I’m working with Alessandro (from Codice/Plastico) at a really interesting customer (not only for the frequent fashion shows ;-) ) on a really interesting project where we are applying lots of Domain Driven Design concepts, using Event Sourcing and CQRS strategies where everything is persisted on MongoDB.

Being used to all the built-in features provided out-of-the-box by RavenDB the initial daily usage of MongoDB has been quite full of friction (at least for me). From a certain point of view there is a non-feature of MongoDB that after all is a big win when used in a domain driven design based project: “the missing linq provider”, and I have to admit that “I’m lovin’ it” <cit.>.

The C# driver we are using (v1.3) has no built in support for linq queries, the v1.4 introduce the linq support, this basically means that every query you issue to the database looks like the following statement:

Query.EQ( "Author", authorId )

Or a sort by clause looks like:

SortBy.Descending( "PostedAt" )

As you can see it simply means that you have to revert back to “strings” backed into the code, but this let us achieve really really easily…

CQRS

Take a look at the following aggregate that represents a message on a board (something really similar to a Facebook wall):

public class Message : AggregateRoot
{
	[BsonElement( "Board" )]
	private OwnerBoard board;
 
	[BsonElement( "Sender" )]
	private Sender sender;
 
	[BsonElement( "Text" )]
	private string text;
 
	[BsonElement( "PostedAt" )]
	[BsonRepresentation( BsonType.Document )]
	private DateTimeOffset postedAt;
 
	[BsonElement( "Attachments" )]
	private IEnumerable<Attachment> attachments;
 
	readonly IMessageBroker broker;
	readonly IOperationContext context;
	readonly IMongoRepository mongo;
 
	private Message( IMessageBroker broker, IMongoRepository mongo, IOperationContext context )
	{
		this.broker = broker;
		this.context = context;
		this.mongo = mongo;
	}
 
	internal void InitializeMandatoryParameters( OwnerBoard board, Sender sender, string text, IEnumerable<Attachment> attachments )
	{
		this.postedAt = DateTimeOffset.Now;
		this.board = board;
		this.sender = sender;
		this.text = text;
		this.attachments = attachments;
 
		this.Save( new MessageCreated( this.context.GetCurrentUserView(), this.Id ) );
	}
 
	void Save( DomainEvent @event )
	{
		this.mongo.Save( this, true );
		if( @event != null ) this.broker.Broadcast( @event.AsMessageFrom( this ) );
	}
}

There is one really really important thing to notice: no public properties, well no properties at all, only behaviors (I’ve dropped the majority of the code).

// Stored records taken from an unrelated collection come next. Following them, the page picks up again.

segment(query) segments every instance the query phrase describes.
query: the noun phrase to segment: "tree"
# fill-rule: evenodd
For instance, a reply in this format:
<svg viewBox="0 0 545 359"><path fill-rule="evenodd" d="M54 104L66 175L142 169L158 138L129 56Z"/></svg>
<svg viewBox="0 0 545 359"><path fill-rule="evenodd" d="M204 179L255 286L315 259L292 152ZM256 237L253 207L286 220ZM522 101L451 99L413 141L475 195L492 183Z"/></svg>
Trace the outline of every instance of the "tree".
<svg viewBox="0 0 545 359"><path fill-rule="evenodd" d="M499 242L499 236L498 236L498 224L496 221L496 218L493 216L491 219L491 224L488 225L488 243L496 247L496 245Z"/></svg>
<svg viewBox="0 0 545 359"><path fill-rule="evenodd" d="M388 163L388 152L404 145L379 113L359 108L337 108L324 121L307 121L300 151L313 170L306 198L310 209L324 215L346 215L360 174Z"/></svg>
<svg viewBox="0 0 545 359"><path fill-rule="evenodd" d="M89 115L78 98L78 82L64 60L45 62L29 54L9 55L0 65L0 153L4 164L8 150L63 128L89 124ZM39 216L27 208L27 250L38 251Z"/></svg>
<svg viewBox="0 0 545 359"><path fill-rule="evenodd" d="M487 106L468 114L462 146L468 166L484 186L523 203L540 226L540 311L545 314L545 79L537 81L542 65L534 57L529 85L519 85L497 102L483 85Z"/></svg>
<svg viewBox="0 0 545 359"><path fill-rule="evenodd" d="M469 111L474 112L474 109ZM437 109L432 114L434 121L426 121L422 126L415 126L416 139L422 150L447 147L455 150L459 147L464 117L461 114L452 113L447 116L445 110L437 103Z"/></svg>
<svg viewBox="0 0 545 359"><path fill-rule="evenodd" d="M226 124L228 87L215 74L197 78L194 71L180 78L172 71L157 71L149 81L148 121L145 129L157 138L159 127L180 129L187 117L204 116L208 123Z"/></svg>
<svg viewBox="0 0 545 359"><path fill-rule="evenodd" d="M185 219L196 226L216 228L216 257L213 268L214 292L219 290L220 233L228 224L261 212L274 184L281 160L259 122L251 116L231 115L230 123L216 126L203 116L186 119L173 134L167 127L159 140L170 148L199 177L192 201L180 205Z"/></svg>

What happens is that there is a factory (a MessageFactory), tightly coupled with the message class that is responsible for the creation of a new message (and is the only one that has access to the InitializeMandatoryParameters internal method, since we are in an event source based scenario with no transaction support every single time the state of an aggregate changes the aggregate must be consistent and will self save it's own state, notifying (using a domain event) the outside world that something has happened (in the past and asynchronously).

Now, given the serialization/deserialization nature of a document database (not only MongoDB in this case) we can now issue a query like the following:

var messages = mongo.Find<MessageView>
(
	query: Query.EQ( "Sender.Id", sender ),
	sortBy: SortBy.Descending( "PostedAt.DateTime" )
);

What we achieved is that we now have a projection of the Message aggregate, a read-only projection, just for the query part of the CQRS process, auto-magically handled by the database serialization provider giving only a bunch of conventions:

[BsonIgnoreExtraElements]
public class MessageView
{
	public String Id { get; private set; }
 	public OwnerBoard Board { get; private set; }
 	public Sender Sender { get; private set; }
 	public string Text { get; private set; }
 	public IEnumerable<Attachment> Attachments { get; private set; }
}

This class is automatically mapped to the correct MongoDB structures because the naming of the properties matches the BsonElement(s) on the aggregate. The cool thing is that when you have the data in the shape you need you do not need to issue complex queries :-)

Poor man Map/Reduce

The above sample is basically a projection, we simply need a subset of the data held by the aggregate and the sample above is the easiest way to go with MongoDB; but what happens if you need to aggregate data to produce a different shape that merge data into a new (read-only) structure, a sort of materialized view, or in no-sql language, a Map/Reduce?

Given the fact that we are using an event sourcing based approach is really easy to have a domain event handler whose role is to transform the data, each time they change, in the required shape.

Easy peasy :-) without the need to deal with the JavaScript implementation of the MongoDB Map/Reduce.